Introduction

This guide is intended to support developers who want to run their own benchmarking programs for SoC FPGA devices and to verify that their development environment is optimally configured. Benchmarking is a complicated topic and the reader is encouraged to learn as much as possible outside of this guide. When running benchmarks, the developer must ensure that the system has been correctly configured to deliver optimum performance, and this is initially done by comparing developer-measured CoreMark results to Altera-measured CoreMark results. The setup should be checked and re-configured until the two sets of results are similar - indicating that the setup is optimal and as configured by Altera.
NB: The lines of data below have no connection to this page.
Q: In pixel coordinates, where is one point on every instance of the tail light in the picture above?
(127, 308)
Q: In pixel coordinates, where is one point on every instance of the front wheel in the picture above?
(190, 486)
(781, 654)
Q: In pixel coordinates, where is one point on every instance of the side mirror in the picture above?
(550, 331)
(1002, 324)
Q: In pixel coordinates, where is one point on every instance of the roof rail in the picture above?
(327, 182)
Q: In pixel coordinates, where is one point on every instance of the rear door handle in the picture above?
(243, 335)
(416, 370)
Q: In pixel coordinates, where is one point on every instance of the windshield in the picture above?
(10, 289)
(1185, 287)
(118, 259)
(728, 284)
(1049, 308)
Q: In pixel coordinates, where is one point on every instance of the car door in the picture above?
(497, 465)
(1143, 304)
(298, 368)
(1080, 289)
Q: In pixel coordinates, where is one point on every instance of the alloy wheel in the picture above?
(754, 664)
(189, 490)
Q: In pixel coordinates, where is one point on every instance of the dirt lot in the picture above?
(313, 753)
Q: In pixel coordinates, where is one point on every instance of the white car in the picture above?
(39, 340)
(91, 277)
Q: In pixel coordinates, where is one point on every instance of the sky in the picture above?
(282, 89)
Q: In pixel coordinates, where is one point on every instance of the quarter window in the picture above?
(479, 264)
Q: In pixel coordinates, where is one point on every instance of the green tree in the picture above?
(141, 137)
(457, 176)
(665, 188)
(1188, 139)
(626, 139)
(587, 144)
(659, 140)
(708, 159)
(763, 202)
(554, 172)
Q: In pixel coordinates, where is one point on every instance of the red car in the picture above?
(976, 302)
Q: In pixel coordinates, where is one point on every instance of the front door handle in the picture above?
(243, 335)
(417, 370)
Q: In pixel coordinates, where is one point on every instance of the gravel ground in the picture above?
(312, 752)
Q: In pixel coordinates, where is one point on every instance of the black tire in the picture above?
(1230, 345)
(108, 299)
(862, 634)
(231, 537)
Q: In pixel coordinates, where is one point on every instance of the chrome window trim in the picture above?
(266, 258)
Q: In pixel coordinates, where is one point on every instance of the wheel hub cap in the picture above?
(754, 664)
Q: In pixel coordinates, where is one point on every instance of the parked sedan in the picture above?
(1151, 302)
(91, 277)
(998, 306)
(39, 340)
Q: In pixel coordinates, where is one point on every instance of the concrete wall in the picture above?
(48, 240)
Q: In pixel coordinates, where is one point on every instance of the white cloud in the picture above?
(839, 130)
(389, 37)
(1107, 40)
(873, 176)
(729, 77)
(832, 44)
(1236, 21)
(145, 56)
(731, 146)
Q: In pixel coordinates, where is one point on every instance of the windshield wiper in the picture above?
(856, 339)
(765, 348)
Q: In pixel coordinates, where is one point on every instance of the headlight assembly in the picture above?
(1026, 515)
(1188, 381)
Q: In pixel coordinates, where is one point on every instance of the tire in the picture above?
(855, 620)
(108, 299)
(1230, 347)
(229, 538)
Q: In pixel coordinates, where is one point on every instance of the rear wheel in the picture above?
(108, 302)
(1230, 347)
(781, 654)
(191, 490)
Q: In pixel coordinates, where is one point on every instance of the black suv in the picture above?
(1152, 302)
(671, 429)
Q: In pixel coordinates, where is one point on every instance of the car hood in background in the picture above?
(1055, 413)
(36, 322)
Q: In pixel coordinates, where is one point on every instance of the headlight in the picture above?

Once this is achieved, the developer can move on to using other benchmarks to measure the system performance. Developers must select benchmarks that most resemble their own project/program/application in order to get an idea of the possible end performance. Additional configuration changes can be beneficial to specific benchmarks, but may simultaneously be detrimental to the results of other benchmarks.
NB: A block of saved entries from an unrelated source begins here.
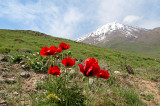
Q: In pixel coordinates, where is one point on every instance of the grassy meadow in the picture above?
(18, 50)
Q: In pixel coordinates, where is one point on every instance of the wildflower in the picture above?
(45, 51)
(59, 50)
(53, 96)
(54, 70)
(64, 46)
(91, 67)
(68, 61)
(103, 74)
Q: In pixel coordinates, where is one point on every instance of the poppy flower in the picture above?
(64, 46)
(59, 50)
(103, 74)
(91, 67)
(68, 61)
(54, 70)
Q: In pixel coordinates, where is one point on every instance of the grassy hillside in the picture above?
(147, 44)
(121, 89)
(34, 41)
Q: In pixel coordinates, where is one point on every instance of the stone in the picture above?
(25, 74)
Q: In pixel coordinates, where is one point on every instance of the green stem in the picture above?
(87, 89)
(56, 84)
(67, 86)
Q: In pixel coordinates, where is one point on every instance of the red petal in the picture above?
(81, 68)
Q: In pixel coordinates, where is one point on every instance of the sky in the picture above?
(73, 19)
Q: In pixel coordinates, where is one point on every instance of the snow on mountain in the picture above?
(101, 33)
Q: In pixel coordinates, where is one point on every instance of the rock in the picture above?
(25, 74)
(117, 72)
(91, 81)
(129, 69)
(44, 77)
(15, 93)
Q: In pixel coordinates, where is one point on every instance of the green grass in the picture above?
(30, 41)
(103, 92)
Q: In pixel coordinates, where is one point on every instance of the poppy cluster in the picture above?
(92, 68)
(51, 51)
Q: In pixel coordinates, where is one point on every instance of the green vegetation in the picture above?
(23, 48)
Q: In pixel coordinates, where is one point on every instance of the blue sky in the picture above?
(74, 18)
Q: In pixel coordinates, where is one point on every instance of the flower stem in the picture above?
(87, 89)
(67, 86)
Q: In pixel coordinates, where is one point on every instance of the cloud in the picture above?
(46, 17)
(131, 19)
(72, 19)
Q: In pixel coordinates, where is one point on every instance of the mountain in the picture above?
(117, 36)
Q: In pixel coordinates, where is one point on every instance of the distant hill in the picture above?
(121, 37)
(19, 41)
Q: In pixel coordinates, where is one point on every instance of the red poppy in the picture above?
(103, 74)
(59, 50)
(91, 67)
(54, 70)
(68, 61)
(45, 51)
(64, 46)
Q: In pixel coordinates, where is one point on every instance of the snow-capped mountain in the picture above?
(111, 31)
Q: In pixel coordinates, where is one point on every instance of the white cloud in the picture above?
(43, 16)
(131, 19)
(72, 19)
(150, 24)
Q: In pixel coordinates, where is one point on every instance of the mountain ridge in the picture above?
(121, 37)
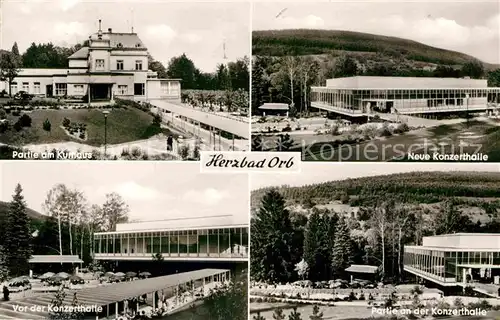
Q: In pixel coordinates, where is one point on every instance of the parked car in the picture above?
(23, 95)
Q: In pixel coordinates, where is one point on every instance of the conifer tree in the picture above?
(295, 315)
(342, 253)
(273, 243)
(17, 245)
(317, 315)
(258, 317)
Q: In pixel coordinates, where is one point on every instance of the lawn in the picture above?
(123, 125)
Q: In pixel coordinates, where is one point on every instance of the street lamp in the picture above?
(105, 112)
(467, 108)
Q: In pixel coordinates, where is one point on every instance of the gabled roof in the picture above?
(80, 54)
(127, 40)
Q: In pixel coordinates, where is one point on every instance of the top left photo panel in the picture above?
(138, 80)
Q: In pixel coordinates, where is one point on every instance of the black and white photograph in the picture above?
(134, 80)
(377, 80)
(162, 241)
(391, 241)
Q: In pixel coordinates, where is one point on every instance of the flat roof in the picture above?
(55, 259)
(274, 106)
(357, 268)
(108, 294)
(231, 125)
(175, 224)
(368, 82)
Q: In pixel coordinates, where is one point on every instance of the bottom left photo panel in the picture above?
(124, 240)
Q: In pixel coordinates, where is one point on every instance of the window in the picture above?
(99, 64)
(138, 65)
(139, 89)
(122, 89)
(119, 65)
(61, 89)
(78, 88)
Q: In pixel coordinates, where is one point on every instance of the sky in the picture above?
(153, 190)
(167, 28)
(471, 27)
(318, 172)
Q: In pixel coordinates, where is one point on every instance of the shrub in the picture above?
(18, 126)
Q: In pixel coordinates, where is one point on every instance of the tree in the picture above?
(25, 120)
(57, 311)
(257, 143)
(182, 67)
(317, 247)
(17, 235)
(342, 251)
(494, 78)
(274, 241)
(258, 317)
(294, 315)
(15, 49)
(47, 125)
(285, 142)
(302, 269)
(345, 67)
(114, 210)
(473, 69)
(8, 69)
(4, 268)
(229, 301)
(317, 315)
(278, 314)
(381, 223)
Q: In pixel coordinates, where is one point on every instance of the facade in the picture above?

Toolchains/Optimizations and OS Environment

It's assumed most people using Rocketboards are using the Angstrom Linux distribution from Altera's github, and the compiler that comes with it is the Linaro GCC compiler. In Angstrom it's named "arm-angstrom-linux-gnueabi-gcc" and you can get it using "opkg install gcc". You can use any compiler you wish to run these benchmarks, but this article assumes it's GCC.

The optimizations used at Altera vary from -O0 through -Ofast, and generally -Ofast gives the best performance. With the recent versions of GCC automatically including -mfloat-abi=hard and -mfpu=neon, these are now omitted from the command line and only -mcpu=cortex-a9 is needed. -lrt also gives a speed boost.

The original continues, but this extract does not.